Creation in a nutshell: Belgian Princess Elizabeth married Philippe August of France and changed her name to Isabella. This became Isabelle, Isabel and Ysabel.

Elizabeth = Ellie, Ella, Eliza, Elsie, Elspeth, Elise, Liz, Liza, Lizzie, Libby, Lisette, Lilibet, Beth, Bet, Betsy, Bess, Bessie, Bettina, Babette, Betty, Bella, Belle, Izzy

Elisabeth also gives Lisa and Lissie

So what do I think of Elizabeth?
1) Terrific numbers of nicknames and alterations eg Isabel, even if Elizabeth is common the vast amounts of nicknames means that an Elizabeth will not get lost in the crowd. The only names with similar scope that I can think of are Alice (because of all the different Alicia spellings) and Katharine/Katherine/Catherine/Catharine/Kathryn.

2) Huge numbers of namesakes as well - Elizabeth, mother of John the Baptist, Elizabeth I and II of England, several St Elizabeths, for celebrities there's Liza Minnelli, Bette Midler and Elizabeth Taylor. Also included in plays and literature such as Eliza Dolittle in Pygmalion and My Fair Lady.

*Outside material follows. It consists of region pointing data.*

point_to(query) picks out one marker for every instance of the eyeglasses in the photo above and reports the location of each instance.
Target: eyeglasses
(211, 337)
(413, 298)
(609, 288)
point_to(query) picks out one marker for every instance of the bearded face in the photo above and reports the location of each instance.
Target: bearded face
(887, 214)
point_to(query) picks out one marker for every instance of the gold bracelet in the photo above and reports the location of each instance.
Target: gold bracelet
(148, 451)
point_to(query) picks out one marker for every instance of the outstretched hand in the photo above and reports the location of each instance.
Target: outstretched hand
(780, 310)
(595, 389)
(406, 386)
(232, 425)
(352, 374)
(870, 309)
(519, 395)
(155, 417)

3) However, I also think that Elizabeth is common and can be plain. I consider Isabel to be a prettier alternative, especially in the middle name spot. However, Isabella is rising sharply in popularity - last year it was #6 in the USA. But Elizabeth is a safe choice - unlikely to attract the kind of teasing that other 'made-up' and 'unique' names will, and will last a lifetime.

Saturday, July 08, 2006

Eglantine with comments '-ine' names

Certainly an unusual flowery name, Eglantine has over the last few weeks appealed to me.
Firstly, names such as Evangeline or Emmeline are getting popular - being used more - certainly around the name forums. I do not foresee Eglantine ever becoming popular and that adds to its charm. However, neither Evangeline or Emmeline have broken the top 1000 in USA for 40 years. Emmeline in particular, has never even got into the top 1000 and Evangeline's peak was way back in 1901 at #398. But nowadays more and more people are searching for unusually traditional names - Sarah, Alice, Rebecca are all being seen as lovely but too popular. Thus the rise of the '-ine' names - Josephine (2005 #229), Madeline (#69), Angelina (#43) and Katherine (which has been wallowing around #35 since 1978 with dips into the 20s in early 90s.).

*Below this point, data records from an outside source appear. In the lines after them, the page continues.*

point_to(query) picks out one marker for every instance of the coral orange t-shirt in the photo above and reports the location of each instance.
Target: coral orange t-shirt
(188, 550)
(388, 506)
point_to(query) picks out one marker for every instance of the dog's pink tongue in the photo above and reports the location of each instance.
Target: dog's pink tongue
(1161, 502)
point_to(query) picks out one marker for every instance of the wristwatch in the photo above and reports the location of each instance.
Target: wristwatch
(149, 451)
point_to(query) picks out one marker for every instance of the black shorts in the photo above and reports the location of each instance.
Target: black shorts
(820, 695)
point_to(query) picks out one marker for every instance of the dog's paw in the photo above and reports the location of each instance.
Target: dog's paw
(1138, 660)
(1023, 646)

Angeline, which was popular at the turn of the century, is back in the charts at #925 after an eighteen year hiatus. This could either be due to film star Angelina Jolie or because of its '-ine' ending.

Back onto Eglantine.
First thoughts:
The spelling - this is quite an ugly name really. The 'lantine' part is pleasing to the eye, but the 'g' is off-putting especially put next to the E.
Egg-lan-teen, Eg-lan-tin or Egg-lan-tine (to rhyme with twine)? My research seems to suggest teen or tine.

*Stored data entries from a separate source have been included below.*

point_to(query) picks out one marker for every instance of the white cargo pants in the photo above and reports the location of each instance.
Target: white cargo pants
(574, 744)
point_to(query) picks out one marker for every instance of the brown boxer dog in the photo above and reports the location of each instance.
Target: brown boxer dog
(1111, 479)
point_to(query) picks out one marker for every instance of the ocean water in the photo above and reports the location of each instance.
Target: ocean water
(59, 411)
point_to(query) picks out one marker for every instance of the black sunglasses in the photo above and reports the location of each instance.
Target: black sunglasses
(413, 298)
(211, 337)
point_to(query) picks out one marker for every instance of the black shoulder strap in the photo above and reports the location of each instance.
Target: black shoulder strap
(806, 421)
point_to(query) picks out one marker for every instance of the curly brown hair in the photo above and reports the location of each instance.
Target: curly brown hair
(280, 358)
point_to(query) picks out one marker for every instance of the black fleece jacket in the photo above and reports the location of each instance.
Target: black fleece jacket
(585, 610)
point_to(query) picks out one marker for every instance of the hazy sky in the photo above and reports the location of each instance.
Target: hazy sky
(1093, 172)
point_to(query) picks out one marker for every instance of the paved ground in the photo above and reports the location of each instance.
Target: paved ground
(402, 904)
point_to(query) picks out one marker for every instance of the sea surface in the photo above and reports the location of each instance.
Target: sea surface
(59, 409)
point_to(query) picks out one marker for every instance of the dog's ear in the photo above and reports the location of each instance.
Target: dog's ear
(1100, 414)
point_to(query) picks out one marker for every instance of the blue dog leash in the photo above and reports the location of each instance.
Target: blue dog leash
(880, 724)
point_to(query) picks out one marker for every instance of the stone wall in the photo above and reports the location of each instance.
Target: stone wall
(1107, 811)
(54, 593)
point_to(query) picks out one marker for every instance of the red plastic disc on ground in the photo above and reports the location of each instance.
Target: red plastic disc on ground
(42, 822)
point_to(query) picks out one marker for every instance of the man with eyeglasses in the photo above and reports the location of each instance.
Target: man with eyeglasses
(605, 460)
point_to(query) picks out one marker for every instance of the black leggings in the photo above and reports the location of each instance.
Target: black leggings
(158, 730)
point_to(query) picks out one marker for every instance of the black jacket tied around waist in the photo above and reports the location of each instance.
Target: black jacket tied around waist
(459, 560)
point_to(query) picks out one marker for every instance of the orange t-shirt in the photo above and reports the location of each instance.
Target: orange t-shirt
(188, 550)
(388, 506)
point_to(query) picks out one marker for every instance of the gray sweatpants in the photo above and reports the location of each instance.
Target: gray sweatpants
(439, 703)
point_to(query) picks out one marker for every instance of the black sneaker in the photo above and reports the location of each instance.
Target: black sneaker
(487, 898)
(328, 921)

Meaning - possibly the most important part of a name - if you like sound and spelling then the meaning can break or make a name:
It is a flower name - sweet brier - from Old French aiglent which is from the Latin acus meaning 'needle' as the plant has a prickly stem.

So, does Eglantine have a long and illustrious history?
Depends which way you look at it.
It was used by Geoffrey Chaucer in 'The Prioress's Tale' and by JRR Tolkien as the mother of the Hobbit Pippin. A Wikipedia search comes up with it as the 'the estate of the Irish Mill Baron, Edward Thomas Green'.

My own thoughts on Eglantine are that it is a sing-song name, but should only be used as an alternative to Emmeline and Evangeline if they become popular. I like that it is unusual but dislike the spelling. Recently I have used it as a minor (who may become major) character in my current novel.